1. How dangerous lung cancer?
Lung cancer is a malignant disease of the lungs. About 85% - 90% of cases are related to smoking status (active or passive). According to statistics, every year around the world there are about 2.09 million new cases and 1.76 million deaths from lung cancer. In 2018, Vietnam had more than 23,000 people with lung cancer, this number is likely to increase in the following years. Lung cancer is one of the most common cancers and has the second highest mortality rate after liver cancer.
Non-small cell lung cancer accounts for more than 80% of cases, including adenocarcinoma, squamous cell carcinoma and a small number of large cell cancers. Silent progression and poor prognosis are important features of this disease. Patients can come to the doctor because of prolonged cough, coughing up blood, shortness of breath, chest pain, bone pain...
Meanwhile, more than 50% of patients when diagnosed are already at the metastatic stage, ie the cells Cancer cells have spread to the lungs and other organs of the body and the prognosis for these cases is very low, only about 6%.

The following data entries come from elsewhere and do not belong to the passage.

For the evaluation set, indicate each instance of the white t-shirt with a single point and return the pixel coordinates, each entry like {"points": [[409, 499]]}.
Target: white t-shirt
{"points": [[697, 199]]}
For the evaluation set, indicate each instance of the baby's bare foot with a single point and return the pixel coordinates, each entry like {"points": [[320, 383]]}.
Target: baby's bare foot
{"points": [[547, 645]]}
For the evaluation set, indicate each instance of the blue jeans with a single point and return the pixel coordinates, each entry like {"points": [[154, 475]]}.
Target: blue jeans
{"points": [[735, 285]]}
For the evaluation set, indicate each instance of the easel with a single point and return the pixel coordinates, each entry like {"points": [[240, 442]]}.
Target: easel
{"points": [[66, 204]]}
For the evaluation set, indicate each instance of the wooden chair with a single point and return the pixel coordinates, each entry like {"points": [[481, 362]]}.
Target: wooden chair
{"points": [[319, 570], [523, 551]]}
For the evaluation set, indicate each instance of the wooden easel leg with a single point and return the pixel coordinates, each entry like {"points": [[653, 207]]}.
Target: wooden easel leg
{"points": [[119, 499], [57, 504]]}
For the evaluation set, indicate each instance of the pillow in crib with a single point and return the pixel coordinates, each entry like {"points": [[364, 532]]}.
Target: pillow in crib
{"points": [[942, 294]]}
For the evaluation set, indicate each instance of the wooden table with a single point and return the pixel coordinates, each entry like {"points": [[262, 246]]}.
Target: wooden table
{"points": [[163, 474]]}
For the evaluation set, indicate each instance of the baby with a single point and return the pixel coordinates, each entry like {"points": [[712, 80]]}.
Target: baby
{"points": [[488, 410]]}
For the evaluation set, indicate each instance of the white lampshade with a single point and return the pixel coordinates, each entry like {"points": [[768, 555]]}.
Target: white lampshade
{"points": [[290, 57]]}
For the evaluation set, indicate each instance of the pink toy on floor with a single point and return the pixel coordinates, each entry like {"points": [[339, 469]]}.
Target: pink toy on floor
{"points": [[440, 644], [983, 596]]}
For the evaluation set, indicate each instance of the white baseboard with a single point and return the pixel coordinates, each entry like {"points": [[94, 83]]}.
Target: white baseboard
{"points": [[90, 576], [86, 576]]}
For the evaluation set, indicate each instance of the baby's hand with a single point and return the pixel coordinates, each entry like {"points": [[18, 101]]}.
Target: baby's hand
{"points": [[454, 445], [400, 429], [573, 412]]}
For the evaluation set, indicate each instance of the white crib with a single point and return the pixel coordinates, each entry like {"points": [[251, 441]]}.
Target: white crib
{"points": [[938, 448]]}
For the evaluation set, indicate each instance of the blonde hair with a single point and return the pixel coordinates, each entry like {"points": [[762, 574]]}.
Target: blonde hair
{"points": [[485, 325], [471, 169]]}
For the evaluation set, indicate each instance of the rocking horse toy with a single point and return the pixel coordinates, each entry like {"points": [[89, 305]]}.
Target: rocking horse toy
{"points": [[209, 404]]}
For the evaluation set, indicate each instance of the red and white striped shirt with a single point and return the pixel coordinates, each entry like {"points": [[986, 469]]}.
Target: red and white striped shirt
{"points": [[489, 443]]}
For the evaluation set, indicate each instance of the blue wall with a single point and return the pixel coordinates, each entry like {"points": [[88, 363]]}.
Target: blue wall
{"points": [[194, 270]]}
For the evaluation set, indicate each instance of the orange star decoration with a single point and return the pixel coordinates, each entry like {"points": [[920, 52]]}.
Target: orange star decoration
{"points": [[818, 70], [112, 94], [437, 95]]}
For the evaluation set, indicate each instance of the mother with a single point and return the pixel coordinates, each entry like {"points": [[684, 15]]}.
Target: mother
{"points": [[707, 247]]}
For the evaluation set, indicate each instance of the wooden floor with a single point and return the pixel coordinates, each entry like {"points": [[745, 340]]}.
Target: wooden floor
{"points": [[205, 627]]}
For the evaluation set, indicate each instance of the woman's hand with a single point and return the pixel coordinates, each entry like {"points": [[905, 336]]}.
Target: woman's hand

Targeted therapy is an effective treatment method for patients with metastatic lung cancer to help relieve symptoms, improve quality of life, slow tumor progression and prolong survival. extra for the patient.
2. What is targeted therapy?
One of the most basic features of cancer cells is the presence of mutations in genes responsible for cell growth (called oncogenes). Targeted therapy is a method of targeting specific molecules required for carcinogenesis and tumor growth (oncogenes and the proteins produced by these oncogenes); acts on receptors located on the cell membrane or in the cell.
Monoclonal antibodies: are targeted therapies that act on receptors on the extracellular portion of the cell membrane.
Small molecule medicines: Acts on receptors from within the cell. These drugs are intended for groups of patients with genetic mutations with specific biomarkers.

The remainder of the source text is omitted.